This rare bowl is in good condition with the exception of minute rim frits, a 4mm., shallow glaze flake to the side of the footring and minor glaze firing imperfections including burst glaze bubbles and light glaze scratches.
"In response to your inquiry, we are pleased to provide you with a general report of the condition of the property described above. Since we are not professional conservators or restorers, we urge you to consult with a restorer or conservator of your choice who will be better able to provide a detailed, professional report. Prospective buyers should inspect each lot to satisfy themselves as to condition and must understand that any statement made by Sotheby's is merely a subjective, qualified opinion.

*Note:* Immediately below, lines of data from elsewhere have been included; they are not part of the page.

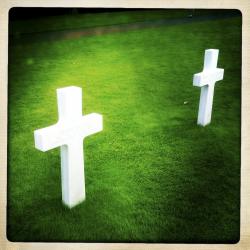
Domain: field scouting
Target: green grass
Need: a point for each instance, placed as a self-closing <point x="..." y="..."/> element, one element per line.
<point x="152" y="174"/>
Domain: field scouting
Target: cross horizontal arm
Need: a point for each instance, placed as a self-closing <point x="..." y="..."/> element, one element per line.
<point x="59" y="134"/>
<point x="48" y="138"/>
<point x="208" y="76"/>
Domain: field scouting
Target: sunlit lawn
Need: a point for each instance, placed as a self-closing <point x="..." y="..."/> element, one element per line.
<point x="152" y="174"/>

Prospective buyers should also refer to any Important Notices regarding this sale, which are printed in the Sale Catalogue.

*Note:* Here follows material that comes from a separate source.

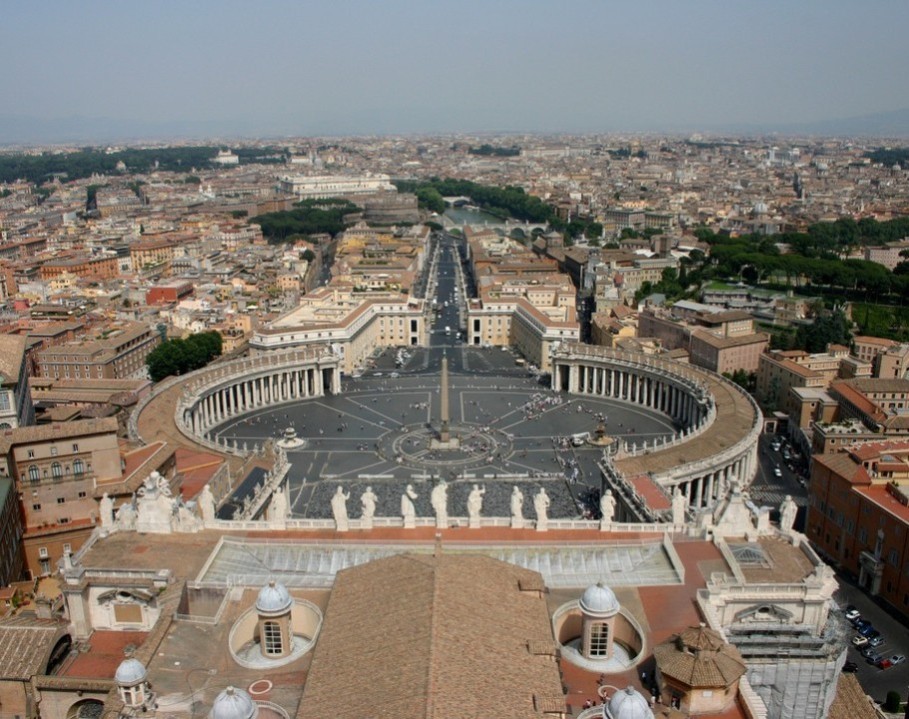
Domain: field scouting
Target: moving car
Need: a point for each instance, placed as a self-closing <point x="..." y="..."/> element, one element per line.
<point x="872" y="656"/>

NOTWITHSTANDING THIS REPORT OR ANY DISCUSSIONS CONCERNING A LOT, ALL LOTS ARE OFFERED AND SOLD AS IS" IN ACCORDANCE WITH THE CONDITIONS OF BUSINESS PRINTED IN THE SALE CATALOGUE."

Catalogue Note

This charming bowl is remarkable for its painterly design of mandarin ducks swimming in a lotus pond, but is particularly noteworthy on account of a playful detail extremely rarely found on pieces of this design: Besides the ducks, the lotus pond here also houses another water creature, a turtle, symbol of longevity and one of the Four Divine Creatures of the Chinese constellation. The turtle was considered so auspicious in China that the character designating it, gui, was often chosen for personal names. In the Tang dynasty (618-907), for example, it appears in the name of the great poet Lu Guimeng ( ? -881), and that of the outstanding musician favoured by the Emperor, Li Guinian (Guinian meaning ‘live as long as the turtle’).

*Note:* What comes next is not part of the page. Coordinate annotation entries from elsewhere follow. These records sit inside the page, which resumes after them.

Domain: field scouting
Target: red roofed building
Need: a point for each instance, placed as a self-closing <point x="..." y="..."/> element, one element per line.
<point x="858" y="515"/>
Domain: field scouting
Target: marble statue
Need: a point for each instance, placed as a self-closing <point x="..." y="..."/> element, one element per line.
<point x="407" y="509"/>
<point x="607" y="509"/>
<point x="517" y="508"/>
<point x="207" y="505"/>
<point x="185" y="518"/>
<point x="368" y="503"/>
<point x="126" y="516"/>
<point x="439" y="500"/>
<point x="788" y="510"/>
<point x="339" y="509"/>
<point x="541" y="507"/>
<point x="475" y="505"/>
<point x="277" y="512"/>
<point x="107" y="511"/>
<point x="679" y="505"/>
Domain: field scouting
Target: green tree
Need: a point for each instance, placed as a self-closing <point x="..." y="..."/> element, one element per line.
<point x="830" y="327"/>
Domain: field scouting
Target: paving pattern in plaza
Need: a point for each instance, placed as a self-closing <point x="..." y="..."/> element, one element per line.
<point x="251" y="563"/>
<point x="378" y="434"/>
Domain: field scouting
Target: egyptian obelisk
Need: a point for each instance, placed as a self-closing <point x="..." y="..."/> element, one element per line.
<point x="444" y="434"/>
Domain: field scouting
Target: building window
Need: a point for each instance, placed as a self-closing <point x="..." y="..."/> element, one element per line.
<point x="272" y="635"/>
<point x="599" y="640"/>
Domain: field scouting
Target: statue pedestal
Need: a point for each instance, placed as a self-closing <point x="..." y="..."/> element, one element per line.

This bowl is also unusual for its small size and conical form, and bowls of this design are more commonly modelled with a lipped rim; see for example a larger bowl in the Museum of Oriental Ceramics, Osaka, included in the exhibition Splendors in Smalt. Art of Yuan Blue-and-White Porcelain, Shanghai Museum, Shanghai, 2012, cat. no. 22, together with one excavated in Wuwei, Gansu province, and now in the Wuwei Museum, cat. no. 45. Compare also a stembowl, similarly shaped with straight sides and the interior painted with mandarin ducks, sold in our Hong Kong rooms, 20th May 1981, lot 684.

Compare also a bowl recovered from the site of the Kotla Firuzshah palace in Delhi, which was destroyed in AD 1398, illustrated in Ellen Smart, ‘Fourteenth Century Chinese Porcelain from a Tughlaq Palace in Delhi’, Transactions of the Oriental Ceramic Society, vol. 51, 1975-7, pl. 86c; and another unearthed at Puerto Galera, Philippines, published in J.M. Addis, Early Blue and White Excavated in the Philippines, Manila, 1968, pl. 24.